3.    Kesenjangan Generasi
      Adanya perbedaan atau jurang pemisah (Gap) antara generasi anak dengan orang tuanya dapat terlihat dalam bentuk hubungan komunikasi yang semakin minimal dan seringkali tidak nyambung. Kegagalan komunikasi orang tua dan anak diyakini sebagai salah satu penyebab timbulnya perilaku agresi pada anak. Permasalahan generation gap ini harus diatasi dengan segera, mengingat bahwa selain agresi, masih banyak permasalahan lain yang dapat muncul seperti  masalah ketergantungan narkotik, kehamilan diluar nikah, seks bebas, dll.
4.    Lingkungan
a.    Kemiskinan
Bila seorang anak dibesarkan dalam lingkungan kemiskinan, maka perilaku agresi mereka secara alami mengalami penguatan (Byod McCandless dalam Davidoff, 1991). Hal ini dapat kita lihat dan alami dalam kehidupan sehari-hari di ibukota Jakarta, di perempatan jalan dalam antrian lampu merah (Traffic Light) anda biasa didatangi pengamen cilik yang jumlahnya lebih dari satu orang yang berdatangan silih berganti. Bila anda memberi salah satu dari mereka uang maka anda siap-siap di serbu anak yang lain untuk meminta pada anda dan resikonya anda mungkin dicaci maki bahkan ada yang berani memukul pintu mobil anda jika anda tidak memberi uang, 5terlebih bila mereka tahu jumlah uang yang diberikan pada temannya cukup besar. Mereka juga bahkan tidak segan-segan menyerang temannya yang telah diberi uang dan berusaha merebutnya. Hal ini sudah menjadi pemandangan yang seolah-olah biasa saja.

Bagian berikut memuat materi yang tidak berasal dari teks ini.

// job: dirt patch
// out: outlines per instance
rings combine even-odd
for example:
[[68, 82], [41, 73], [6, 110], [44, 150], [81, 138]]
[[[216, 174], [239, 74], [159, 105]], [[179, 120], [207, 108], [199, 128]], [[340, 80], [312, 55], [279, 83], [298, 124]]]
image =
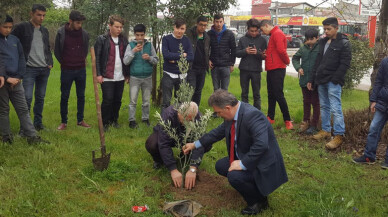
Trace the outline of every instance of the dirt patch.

Bila terjadi perkelahian dipemukiman kumuh,  misalnya ada pemabuk yang memukuli istrinya karena tidak memberi uang untuk beli minuman, maka pada saat itu anak-anak dengan mudah dapat melihat model agresi secara langsung. Model agresi ini seringkali diadopsi anak-anak sebagai model pertahanan diri dalam mempertahankan hidup. Dalam situasi-situasi yang dirasakan sangat kritis bagi pertahanan hidupnya dan ditambah dengan nalar yang  belum berkembang optimal, anak-anak seringkali dengan gampang bertindak agresi misalnya dengan cara memukul, berteriak, dan mendorong orang lain sehingga terjatuh dan tersingkir dalam kompetisi sementara ia akan berhasil mencapai tujuannya. 
  
Hal yang sangat menyedihkan adalah dengan berlarut-larut terjadinya krisis ekonomi & moneter menyebabkan pembengkakan kemiskinan yang semakin tidak terkendali. Hal ini berarti potensi meledaknya tingkat agresi semakin besar dan kesulitan mengatasinya lebih kompleks. 
b.    Anonimitas
      Kota besar seperti Jakarta, Bandung, Surabaya dan kota besar lainnya menyajikan berbagai suara, cahaya dan bermacam informasi yang  besarnya sangat luar biasa. Orang secara otomatis cenderung berusaha untuk beradaptasi dengan melakukan penyesuaian diri terhadap rangsangan yang berlebihan tersebut. Terlalu banyak rangsangan indra dan kognitif membuat dunia menjadi sangat impersonal, artinya antara satu orang dengan orang  lain tidak lagi saling mengenal atau mengetahui secara baik. Lebih jauh lagi, setiap individu cenderung menjadi anonim (tidak mempunyai identitas diri). Bila seseorang merasa anonim ia cenderung berperilaku semaunya sendiri, karena ia merasa tidak lagi terikat dengan norma masyarakat dan kurang bersimpati pada orang lain. 
c.    Suhu udara yang panas
      Bila diperhatikan dengan seksama tawuran yang terjadi di Jakarta seringkali terjadi pada siang hari di terik panas matahari, tapi bila musim hujan relatif tidak ada peristiwa tersebut. Begitu juga dengan aksi-aksi demonstrasi yang berujung pada 6bentrokan dengan petugas keamanan yang biasa terjadi pada cuaca yang terik dan panas tapi bila hari diguyur hujan aksi tersebut juga menjadi sepi.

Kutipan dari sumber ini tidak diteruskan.